Juve-Morata: ora si cambia Zaza via, a luglio c'è Berardi

Il letargo di Alvaro Morata ormai non è più solo un problema di Max Allegri.
In pochi mesi c’è stato un evidente mutamento di gerarchie nell’attacco bianconero e ciò potrebbe determinare un significativo cambio di strategia del club in vista del mercato estivo.
Se sino a tre mesi fa Marotta aveva l’imperativo di respingere l’assalto del Real Madrid per il suo attaccante spagnolo, adesso il manager juventino ha altre priorità.
Un po’ perché alla Casa Blanca sono in attesa del verdetto Fifa che potrebbe chiudere il mercato per un anno e un po’ perché Florentino potrebbe dirottare le sue attenzioni su altre punte, senza esercitare così il diritto di recompra per 30 milioni di euro.
RISCATTO BERARDI — Intanto a Torino la stella di Paulo Dybala brilla secondo le migliori aspettative e non è certo detto che l’argentino sia il partner ideale di Morata.
E MarioMandzukic si sta gradualmente rivelando importante sia come cecchino che come apripista.
Ma Simone Zaza (salvo clamorosi colpi di scena) a gennaio appare destinato a fare le valigie in via definitiva.

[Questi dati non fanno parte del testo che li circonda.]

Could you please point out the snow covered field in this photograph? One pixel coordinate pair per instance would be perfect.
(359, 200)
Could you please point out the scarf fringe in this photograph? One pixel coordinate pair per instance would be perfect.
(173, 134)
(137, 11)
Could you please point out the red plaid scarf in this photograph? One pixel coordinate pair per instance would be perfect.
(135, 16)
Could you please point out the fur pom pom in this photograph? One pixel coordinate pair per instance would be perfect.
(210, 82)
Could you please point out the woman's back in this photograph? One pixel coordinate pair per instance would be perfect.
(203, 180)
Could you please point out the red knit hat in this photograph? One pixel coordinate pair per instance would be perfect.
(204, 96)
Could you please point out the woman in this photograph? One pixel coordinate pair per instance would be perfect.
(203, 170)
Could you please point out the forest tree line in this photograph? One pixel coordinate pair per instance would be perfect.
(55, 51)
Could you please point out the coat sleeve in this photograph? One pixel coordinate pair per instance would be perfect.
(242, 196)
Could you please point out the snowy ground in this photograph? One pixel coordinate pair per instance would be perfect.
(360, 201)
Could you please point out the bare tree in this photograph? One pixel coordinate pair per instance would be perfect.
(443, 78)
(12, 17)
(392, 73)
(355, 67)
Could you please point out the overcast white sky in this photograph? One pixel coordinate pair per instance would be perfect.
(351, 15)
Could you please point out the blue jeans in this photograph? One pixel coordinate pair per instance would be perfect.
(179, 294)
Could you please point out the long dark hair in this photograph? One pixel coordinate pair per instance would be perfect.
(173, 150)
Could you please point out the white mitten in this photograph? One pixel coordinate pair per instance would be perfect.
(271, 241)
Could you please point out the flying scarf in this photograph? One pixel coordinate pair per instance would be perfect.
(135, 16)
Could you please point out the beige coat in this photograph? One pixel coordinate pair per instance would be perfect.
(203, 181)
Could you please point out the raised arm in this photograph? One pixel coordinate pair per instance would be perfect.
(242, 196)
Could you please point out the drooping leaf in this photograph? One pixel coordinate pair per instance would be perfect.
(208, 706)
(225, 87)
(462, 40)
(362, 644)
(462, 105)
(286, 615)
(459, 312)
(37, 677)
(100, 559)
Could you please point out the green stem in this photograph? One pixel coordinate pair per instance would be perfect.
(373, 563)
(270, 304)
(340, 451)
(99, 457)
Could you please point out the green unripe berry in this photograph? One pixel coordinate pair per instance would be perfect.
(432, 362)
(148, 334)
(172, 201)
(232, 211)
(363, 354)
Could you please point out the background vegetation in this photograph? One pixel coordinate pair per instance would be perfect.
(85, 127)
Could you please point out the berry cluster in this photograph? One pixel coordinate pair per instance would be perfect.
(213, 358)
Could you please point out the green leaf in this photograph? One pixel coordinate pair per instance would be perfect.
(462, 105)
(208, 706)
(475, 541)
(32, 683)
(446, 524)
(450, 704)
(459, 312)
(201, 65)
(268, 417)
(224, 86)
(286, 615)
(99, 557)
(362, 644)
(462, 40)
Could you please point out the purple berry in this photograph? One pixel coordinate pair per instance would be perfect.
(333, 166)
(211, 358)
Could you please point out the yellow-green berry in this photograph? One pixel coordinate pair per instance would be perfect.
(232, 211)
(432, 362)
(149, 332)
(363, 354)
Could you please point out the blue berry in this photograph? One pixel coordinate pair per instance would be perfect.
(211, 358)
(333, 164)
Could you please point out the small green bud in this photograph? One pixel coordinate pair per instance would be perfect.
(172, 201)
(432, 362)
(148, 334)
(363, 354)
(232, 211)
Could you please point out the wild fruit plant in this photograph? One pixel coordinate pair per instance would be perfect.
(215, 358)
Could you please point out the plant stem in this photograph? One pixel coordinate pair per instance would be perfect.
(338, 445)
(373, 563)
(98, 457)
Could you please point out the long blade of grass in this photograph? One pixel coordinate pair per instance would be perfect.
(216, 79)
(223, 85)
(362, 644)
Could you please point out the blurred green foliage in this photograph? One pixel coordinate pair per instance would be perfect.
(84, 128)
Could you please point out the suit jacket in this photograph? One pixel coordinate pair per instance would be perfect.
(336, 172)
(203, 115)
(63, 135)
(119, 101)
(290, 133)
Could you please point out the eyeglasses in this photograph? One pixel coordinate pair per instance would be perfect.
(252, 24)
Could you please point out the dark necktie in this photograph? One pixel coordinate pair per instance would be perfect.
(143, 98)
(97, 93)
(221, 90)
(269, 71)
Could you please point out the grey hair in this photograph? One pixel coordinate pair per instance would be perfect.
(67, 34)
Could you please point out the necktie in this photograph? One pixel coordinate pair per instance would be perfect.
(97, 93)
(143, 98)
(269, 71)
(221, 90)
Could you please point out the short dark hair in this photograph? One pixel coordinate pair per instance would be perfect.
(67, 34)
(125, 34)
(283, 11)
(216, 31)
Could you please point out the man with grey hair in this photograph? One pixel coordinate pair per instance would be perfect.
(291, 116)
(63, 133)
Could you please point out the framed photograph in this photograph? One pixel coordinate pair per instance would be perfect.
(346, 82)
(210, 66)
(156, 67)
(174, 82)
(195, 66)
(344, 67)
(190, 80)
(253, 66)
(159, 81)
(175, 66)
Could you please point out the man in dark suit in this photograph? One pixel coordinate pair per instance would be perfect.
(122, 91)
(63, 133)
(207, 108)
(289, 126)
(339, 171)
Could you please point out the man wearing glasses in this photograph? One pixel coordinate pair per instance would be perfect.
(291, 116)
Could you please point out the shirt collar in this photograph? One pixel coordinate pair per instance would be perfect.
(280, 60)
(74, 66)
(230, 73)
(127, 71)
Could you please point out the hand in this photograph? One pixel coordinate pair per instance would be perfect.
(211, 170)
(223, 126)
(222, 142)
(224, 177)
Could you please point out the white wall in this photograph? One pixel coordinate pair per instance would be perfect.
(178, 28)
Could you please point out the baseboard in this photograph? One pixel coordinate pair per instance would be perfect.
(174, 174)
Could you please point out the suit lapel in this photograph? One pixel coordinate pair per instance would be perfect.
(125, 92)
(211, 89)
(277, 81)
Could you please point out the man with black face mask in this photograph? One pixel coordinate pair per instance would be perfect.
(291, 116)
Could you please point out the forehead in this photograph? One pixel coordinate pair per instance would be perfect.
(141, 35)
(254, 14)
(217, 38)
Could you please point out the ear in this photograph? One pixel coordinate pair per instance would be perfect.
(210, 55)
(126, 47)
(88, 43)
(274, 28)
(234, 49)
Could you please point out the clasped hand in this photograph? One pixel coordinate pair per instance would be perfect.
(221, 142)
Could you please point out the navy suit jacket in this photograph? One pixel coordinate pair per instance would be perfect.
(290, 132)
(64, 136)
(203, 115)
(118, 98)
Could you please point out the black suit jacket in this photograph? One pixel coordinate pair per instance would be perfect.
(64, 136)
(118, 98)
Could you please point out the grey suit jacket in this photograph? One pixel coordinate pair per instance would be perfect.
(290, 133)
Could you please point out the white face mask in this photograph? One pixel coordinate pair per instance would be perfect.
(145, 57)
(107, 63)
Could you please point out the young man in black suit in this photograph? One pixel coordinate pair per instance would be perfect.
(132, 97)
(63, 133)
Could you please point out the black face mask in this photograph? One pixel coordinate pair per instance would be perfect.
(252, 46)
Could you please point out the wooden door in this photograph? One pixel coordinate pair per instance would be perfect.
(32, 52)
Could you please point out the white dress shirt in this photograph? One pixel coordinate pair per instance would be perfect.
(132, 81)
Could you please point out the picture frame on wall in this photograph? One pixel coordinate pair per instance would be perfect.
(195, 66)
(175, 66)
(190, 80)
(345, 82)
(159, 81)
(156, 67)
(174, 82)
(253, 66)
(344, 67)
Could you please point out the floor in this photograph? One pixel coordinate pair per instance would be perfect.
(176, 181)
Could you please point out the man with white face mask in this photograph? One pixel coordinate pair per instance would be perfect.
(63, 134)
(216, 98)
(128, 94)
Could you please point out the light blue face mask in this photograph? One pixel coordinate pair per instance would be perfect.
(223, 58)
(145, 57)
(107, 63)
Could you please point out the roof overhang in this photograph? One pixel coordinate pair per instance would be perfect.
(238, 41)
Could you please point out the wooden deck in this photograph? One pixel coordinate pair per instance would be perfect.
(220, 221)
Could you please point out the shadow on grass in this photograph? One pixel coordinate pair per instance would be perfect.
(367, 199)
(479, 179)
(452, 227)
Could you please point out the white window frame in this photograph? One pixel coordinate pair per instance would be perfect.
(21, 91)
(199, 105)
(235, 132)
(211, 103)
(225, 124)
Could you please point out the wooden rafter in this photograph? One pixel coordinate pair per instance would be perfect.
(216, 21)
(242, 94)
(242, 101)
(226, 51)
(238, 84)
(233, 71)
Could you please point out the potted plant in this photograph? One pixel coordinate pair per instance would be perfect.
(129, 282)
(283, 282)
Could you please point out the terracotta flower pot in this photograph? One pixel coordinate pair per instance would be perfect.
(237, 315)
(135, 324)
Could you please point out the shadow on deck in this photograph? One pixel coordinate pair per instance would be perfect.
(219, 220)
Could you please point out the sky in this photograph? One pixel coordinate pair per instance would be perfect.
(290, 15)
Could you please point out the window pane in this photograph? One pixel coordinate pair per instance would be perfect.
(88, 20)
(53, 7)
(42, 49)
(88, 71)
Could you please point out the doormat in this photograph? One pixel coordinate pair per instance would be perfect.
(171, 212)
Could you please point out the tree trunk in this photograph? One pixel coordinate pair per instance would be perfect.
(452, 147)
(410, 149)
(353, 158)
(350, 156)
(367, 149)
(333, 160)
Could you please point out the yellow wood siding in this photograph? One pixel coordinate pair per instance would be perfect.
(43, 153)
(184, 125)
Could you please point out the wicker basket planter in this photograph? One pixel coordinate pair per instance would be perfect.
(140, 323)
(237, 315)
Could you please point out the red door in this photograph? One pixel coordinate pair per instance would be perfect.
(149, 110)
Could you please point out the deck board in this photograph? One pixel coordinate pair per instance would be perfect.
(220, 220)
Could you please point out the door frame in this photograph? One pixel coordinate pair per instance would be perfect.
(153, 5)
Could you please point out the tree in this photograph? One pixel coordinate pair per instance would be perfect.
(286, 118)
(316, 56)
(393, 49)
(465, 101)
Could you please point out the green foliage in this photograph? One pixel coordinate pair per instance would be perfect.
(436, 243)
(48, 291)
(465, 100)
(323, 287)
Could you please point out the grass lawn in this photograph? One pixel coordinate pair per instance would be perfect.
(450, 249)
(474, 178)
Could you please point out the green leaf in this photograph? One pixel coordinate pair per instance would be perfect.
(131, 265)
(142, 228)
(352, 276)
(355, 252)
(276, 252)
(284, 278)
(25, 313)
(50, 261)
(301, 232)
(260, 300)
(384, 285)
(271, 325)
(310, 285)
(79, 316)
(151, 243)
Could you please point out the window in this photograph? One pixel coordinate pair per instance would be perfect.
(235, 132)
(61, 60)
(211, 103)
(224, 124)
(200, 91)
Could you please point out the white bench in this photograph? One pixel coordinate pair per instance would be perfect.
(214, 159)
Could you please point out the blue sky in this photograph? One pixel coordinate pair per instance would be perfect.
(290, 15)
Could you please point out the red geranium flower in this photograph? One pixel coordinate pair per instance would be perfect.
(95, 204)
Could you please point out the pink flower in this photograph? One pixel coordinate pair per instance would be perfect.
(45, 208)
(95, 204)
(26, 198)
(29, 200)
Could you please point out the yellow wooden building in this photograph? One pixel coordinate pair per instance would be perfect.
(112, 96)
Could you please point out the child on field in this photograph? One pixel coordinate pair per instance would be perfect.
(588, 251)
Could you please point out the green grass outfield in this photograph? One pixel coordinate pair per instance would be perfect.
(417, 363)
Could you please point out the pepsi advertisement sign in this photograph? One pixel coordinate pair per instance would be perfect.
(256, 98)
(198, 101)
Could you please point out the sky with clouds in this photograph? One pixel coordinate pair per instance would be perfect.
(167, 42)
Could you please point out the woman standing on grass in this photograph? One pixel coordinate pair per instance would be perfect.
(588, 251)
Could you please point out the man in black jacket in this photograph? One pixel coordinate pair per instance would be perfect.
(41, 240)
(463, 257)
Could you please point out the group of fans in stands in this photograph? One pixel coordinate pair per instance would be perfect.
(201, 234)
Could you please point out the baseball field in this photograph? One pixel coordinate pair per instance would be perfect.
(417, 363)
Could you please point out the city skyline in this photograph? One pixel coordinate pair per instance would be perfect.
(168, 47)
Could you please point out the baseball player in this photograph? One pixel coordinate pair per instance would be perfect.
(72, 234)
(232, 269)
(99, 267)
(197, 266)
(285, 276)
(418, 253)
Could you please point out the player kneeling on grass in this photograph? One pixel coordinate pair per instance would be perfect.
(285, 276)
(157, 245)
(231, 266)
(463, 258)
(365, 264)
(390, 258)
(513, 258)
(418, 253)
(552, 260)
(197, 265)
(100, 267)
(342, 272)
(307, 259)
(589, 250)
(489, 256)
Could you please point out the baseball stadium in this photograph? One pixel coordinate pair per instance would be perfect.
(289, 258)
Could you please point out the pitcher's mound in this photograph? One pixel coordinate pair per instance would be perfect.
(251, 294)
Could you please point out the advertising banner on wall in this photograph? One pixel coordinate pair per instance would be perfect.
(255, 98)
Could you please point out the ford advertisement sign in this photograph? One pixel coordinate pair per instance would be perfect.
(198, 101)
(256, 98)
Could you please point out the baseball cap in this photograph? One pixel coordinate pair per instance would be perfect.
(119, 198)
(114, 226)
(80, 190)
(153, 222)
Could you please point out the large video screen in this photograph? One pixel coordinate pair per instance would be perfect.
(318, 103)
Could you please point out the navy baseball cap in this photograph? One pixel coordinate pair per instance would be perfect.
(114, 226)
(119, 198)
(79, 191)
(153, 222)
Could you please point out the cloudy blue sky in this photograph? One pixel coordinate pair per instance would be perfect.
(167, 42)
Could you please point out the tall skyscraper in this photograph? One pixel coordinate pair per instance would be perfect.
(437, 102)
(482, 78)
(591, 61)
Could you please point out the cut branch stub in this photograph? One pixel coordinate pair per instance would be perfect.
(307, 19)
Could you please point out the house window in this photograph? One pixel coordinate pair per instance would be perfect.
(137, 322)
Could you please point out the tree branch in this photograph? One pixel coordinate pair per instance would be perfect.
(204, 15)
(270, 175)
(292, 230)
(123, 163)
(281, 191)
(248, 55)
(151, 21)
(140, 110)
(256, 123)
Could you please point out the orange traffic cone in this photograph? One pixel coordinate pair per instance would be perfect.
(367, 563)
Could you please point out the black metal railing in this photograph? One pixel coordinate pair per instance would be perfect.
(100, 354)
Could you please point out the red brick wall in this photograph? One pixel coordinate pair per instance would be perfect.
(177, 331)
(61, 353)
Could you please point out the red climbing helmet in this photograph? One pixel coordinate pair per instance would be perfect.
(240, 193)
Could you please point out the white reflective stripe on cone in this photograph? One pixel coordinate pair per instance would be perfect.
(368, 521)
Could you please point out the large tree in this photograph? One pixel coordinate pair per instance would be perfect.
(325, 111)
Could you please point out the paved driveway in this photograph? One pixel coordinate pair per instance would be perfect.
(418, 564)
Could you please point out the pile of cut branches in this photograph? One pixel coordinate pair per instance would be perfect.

Invece sono sempre più concrete le possibilità di un riscatto di DomenicoBerardi dal Sassuolo alla riapertura delle liste di luglio.
Si profila, insomma, un cambio della guardia tra i due ex compagni di squadra.
Il talento del mancino calabrese è indubbio, tuttavia anche lui è un esterno.
Nel fondamentale gioco delle coppie, insomma, occorrerà mettersi sulle tracce di un altro attaccante centrale.
E di conseguenza anche il futuro di Cuadrado in bianconero entra in discussione.
Il colombiano paga il cambio di modulo.
L’impressione è che solo un clamoroso ritorno alla base del suo sponsor Antonio Conte possa far impennare le quotazioni del suo riscatto dal Chelsea.
In questa serie di intrecci Morata c’è sempre.
Ma se non esce in fretta dal limbo tutto potrebbe complicarsi maledettamente.